There is a notion of "asymptotic dimension", defined for all metric spaces, which for $\mathbb{H}^n$ (or the Euclidean $n$-space) equals $n$ ($*$). It is monotone under coarse embeddings. In particular, $\mathbb{H}^n$ does not coarsely embed into $\mathbb{H}^m$ if $n>m$.
This latter fact does not follow from the Gromov boundary, because the latter is not functorial for coarse embedding (from the latter one gets a weaker statement, since anyway it's functorial for QI-embeddings: $\mathbb{H}^n$ does quasi-isometrically embed into $\mathbb{H}^m$ for $n>m$ (and in particular they are not quasi-isometric, as mentioned by Paul).

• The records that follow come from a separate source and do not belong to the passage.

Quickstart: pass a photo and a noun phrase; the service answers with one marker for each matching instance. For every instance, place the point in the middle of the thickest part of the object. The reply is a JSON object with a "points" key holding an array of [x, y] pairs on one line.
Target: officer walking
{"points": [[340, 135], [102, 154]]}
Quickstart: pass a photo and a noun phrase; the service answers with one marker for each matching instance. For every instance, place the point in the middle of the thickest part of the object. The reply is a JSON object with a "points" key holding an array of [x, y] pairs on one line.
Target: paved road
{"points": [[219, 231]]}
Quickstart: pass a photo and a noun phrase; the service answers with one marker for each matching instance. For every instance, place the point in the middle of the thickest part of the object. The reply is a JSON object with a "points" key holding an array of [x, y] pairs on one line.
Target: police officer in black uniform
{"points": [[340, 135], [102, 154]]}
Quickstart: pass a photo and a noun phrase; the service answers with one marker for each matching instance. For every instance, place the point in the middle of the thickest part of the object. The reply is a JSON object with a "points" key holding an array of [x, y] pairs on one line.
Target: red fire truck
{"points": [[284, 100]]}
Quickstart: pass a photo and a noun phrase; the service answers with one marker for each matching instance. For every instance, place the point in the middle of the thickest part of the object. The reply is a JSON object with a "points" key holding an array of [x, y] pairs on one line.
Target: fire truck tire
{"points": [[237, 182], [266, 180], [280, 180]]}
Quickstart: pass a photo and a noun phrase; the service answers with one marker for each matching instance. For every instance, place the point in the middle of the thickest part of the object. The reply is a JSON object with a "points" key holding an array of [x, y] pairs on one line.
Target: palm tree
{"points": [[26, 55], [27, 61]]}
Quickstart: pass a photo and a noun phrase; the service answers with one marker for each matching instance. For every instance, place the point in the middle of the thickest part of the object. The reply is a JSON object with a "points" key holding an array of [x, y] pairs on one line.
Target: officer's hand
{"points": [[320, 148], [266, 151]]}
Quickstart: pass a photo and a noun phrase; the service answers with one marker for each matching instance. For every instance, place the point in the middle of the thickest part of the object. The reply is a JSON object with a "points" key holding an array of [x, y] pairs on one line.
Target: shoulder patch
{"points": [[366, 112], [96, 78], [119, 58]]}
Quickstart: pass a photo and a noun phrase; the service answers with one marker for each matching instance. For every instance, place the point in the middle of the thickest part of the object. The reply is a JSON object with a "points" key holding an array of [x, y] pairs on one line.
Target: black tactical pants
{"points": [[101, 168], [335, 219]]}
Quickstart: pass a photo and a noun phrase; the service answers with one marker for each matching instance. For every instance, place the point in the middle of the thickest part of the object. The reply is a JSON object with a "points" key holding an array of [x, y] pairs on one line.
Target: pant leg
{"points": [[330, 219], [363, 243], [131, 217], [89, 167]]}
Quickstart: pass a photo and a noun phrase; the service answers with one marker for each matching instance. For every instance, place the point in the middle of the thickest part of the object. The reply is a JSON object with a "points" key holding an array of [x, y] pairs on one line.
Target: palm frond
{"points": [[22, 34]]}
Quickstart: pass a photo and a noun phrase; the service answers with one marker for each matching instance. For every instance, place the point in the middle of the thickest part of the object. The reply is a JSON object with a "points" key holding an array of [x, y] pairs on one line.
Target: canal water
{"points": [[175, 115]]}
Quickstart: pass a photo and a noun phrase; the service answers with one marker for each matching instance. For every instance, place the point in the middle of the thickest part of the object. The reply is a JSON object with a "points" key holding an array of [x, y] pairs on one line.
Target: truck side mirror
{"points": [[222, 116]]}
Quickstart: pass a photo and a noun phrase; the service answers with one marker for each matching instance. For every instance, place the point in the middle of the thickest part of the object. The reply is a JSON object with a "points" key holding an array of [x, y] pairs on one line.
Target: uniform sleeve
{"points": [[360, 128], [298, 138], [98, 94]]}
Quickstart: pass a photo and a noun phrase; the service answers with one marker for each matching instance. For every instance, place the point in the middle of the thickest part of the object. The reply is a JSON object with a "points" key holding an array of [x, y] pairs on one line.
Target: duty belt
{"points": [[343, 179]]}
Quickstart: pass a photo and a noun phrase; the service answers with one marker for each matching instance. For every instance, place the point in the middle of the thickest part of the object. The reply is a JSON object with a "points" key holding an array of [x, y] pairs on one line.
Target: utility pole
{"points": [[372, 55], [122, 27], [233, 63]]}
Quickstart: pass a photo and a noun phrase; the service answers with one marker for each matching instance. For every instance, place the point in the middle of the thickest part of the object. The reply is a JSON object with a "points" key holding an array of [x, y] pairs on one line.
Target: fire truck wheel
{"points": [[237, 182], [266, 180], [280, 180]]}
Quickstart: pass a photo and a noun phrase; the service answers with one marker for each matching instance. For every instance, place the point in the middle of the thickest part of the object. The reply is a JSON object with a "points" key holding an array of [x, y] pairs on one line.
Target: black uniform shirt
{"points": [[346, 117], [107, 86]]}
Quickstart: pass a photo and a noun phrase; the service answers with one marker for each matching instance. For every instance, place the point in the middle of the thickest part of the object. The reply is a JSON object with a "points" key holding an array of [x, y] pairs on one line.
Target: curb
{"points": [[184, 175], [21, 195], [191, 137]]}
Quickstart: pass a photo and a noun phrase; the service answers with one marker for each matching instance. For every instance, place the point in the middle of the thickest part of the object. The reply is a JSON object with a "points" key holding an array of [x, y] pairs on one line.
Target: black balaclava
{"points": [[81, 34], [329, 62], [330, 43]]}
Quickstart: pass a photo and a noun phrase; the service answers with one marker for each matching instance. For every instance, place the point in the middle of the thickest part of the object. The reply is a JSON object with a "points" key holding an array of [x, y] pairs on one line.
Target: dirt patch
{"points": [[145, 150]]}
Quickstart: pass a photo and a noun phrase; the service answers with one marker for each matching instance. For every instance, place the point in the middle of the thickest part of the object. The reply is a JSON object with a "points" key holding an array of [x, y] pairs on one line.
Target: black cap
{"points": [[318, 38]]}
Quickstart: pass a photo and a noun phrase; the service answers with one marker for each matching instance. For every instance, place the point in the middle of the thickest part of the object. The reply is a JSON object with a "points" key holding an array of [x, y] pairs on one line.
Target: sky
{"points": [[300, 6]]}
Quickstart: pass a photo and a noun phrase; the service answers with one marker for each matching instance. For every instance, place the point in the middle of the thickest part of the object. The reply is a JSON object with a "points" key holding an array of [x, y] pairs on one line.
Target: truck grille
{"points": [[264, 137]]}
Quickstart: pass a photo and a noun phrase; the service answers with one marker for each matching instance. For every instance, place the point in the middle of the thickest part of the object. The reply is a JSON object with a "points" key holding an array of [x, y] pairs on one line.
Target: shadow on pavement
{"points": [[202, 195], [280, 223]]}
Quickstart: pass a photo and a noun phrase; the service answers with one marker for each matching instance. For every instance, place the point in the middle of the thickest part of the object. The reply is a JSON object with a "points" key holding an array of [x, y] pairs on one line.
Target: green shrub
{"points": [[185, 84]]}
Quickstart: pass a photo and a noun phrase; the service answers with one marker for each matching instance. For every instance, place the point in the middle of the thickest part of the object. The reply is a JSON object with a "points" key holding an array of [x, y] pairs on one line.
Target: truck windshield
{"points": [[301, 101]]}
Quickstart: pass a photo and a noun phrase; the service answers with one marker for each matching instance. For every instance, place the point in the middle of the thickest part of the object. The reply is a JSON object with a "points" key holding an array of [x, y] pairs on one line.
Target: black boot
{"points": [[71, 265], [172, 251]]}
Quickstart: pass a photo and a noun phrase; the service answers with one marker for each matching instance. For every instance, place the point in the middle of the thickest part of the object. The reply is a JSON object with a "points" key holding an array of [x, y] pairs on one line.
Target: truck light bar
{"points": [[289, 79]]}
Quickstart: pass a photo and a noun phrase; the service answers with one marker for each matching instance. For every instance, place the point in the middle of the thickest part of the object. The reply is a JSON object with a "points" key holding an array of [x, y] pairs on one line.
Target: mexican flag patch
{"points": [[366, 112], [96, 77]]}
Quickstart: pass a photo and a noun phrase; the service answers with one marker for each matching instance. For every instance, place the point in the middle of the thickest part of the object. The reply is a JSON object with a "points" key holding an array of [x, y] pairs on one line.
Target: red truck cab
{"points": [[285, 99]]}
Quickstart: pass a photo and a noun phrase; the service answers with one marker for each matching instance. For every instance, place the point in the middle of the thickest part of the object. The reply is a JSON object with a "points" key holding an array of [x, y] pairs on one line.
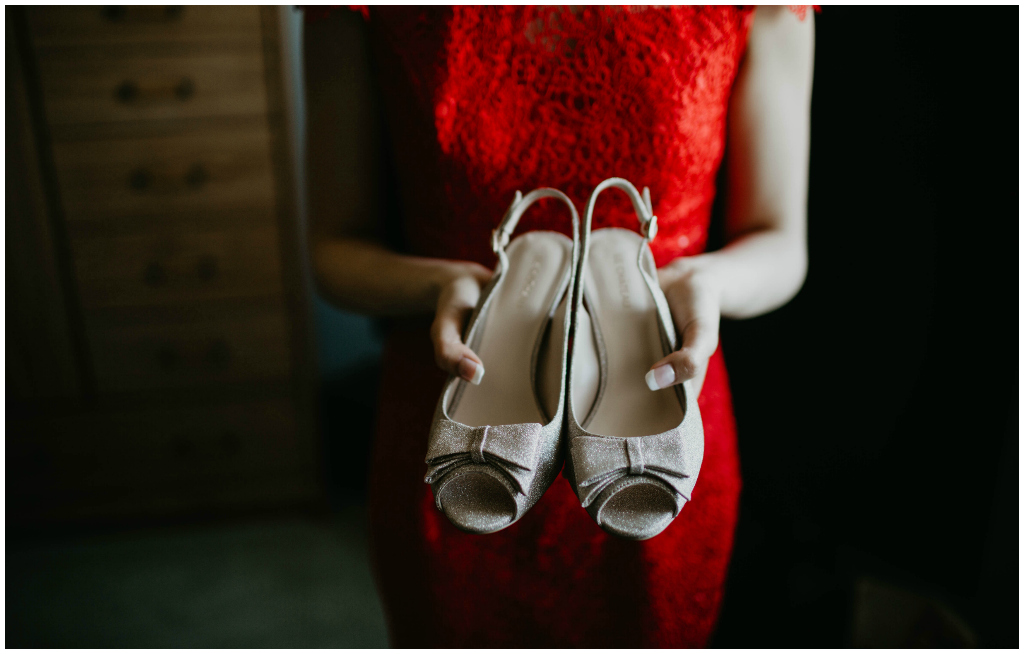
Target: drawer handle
{"points": [[168, 356], [185, 89], [230, 443], [128, 92], [155, 275], [197, 176], [207, 267], [219, 354], [183, 447], [118, 13], [139, 179]]}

Also, $\mathbb{H}^n$, $n\ge 2$ does not coarsely embed into the free group: this follows from asymptotic dimension (which is 1 for the free group). An easier way to see that they are not quasi-isometric consists in using that the space of ends is a Cantor space in the first case an a point for $\mathbb{H}^n$. Since the space of ends is functorial for coarse embeddings, this probably can help show that $\mathbb{H}^n$ does not coarsely embed into a free group but it doesn't seem to follow from a purely formal argument.
The boundary can be useful beyond its topology. For instance, the negatively curved symmetric spaces $\mathbb{H}^{2n}$ and $\mathbb{H}^n(\mathbf{C})$ are not quasi-isometric, although they have the same number of ends (1), the same asymptotic dimension ($2n$) and homeomorphic Gromov boundaries (a $(2n-1$)-sphere). The point is that their Gromov boundaries are not quasi-symmetrically equivalent.
($*$) I can only provide references, it's not obvious. In Chapter 10 of Buyalo-Schroeder's book, it's proved that the asymptotic dimension of a $n$-dimensional Hadamard manifold is $\ge n$. This applies to both the Euclidean and the real hyperbolic space.
In the same book they only provide non-sharp upper bounds. But Higes-Peng (arXiv link), Assouad-Nagata dimension of connected Lie groups. Math. Z. 273 (2013), no. 1-2, 283–302. proved that the asymptotic Assouad-Nagata (aAN) dimension of a connected Lie group $G$ with maximal compact subgroup is $\dim(G/K)$, this applies in particular to the connected part of the isometry group of any $n$-dimensional isometry-homogeneous contractible Riemannian manifold to show that its aAN dimension is $\le n$. It it trivial from the definition that the aAN dimension is an upper bound for the asymptotic dimension.
Combining, the asymptotic dimension (and the aAN dimension) of any homogeneous Hadamard manifold is $n$.